As the caseload continues to grow, he is concerned that changes to legal aid will make it harder for justice to be done, as it is increasingly hard for those families who disagree with the wishes of their mentally impaired relatives to get separate legal representation.
“It’s difficult for people who are not ‘P’ [the patient] to get legal aid,” he explains. “I suspect ‘P’ will be publicly funded in one way or another. But if you’re the family … well, you get a lot of family members acting in person.” Sir Mark believes an increase in cases where family members represent themselves “could seriously impair justice in the cases where facts or diagnosis are an issue”.
A recurring issue for Sir Mark during his time on the bench has been his own faith. A practising Christian, he came under fire from The Guardian for being the most senior judge in the Lawyers’ Christian Fellowship, a group which has campaigned for socially conservative causes, including changes to the abortion law.
He is defiant about the influence of religious beliefs on the judiciary. “Of course our views influence our decision-making,” he says. “It’s hardly worth having a faith if it doesn’t influence you. What you have to do is remember you’re administering a secular law, because from a faith point of view, I remind myself regularly that all Christians are volunteers, so you can’t compel the faith on anybody. If people choose to live their lives in some other way then that’s up to them and I respect that.”
He adds: “The question is the extent to which you make allowances for [faith]. So, for example, you’ll find me quite strong on personal autonomy, because I consciously have to keep in mind the fact that people are allowed to make their own decisions, whatever I might think of those decisions. The great question for judges in most of these cases is, ‘what is the proper subject of my responsibility here?’ And if it’s not my responsibility, then whatever I think of it, I stay out of it. If it is my responsibility, well, then I have to do it within the integrity of my conscience.”

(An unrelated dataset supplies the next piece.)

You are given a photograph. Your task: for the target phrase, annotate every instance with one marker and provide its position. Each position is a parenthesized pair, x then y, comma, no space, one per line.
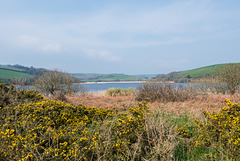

Court of protection: landmark cases
Derek Paravicini, a 30-year-old blind and autistic pianist, made legal history in 2010 when the Court of Protection was opened to the media for the first time as his care was discussed. His parents and sister were eventually given the power to look after his welfare.
Deprivation of liberty
Mark Neary won a landmark court victory in 2011 after a local council unlawfully separated him from his autistic son, Steven. His son was awarded £35,000 in damages and the judge said a “lesser man” might never have got his relative back.
First public sentencing
Earlier this year, Wanda Maddocks became the first person known to be jailed by the court when she got a five-month sentence for contempt. The sentence was delivered in private with Maddocks neither present nor represented by a lawyer.
Right to request abortion
In January the court was asked to decide whether a young pregnant woman with sickle cell anaemia and impaired mental faculties should be allowed to keep her unborn child. The judge ruled that while the woman lacked the ability to litigate, she had enough capacity to decide to continue with her pregnancy.
Capacity for sexual consent
In 2011 a judge ruled that a gay man with an IQ of 48 should be stopped from having anal sex because he lacked capacity to consent to sexual relations. However, the judge also accepted that he might be able to make decisions about safe sex with the right sex education.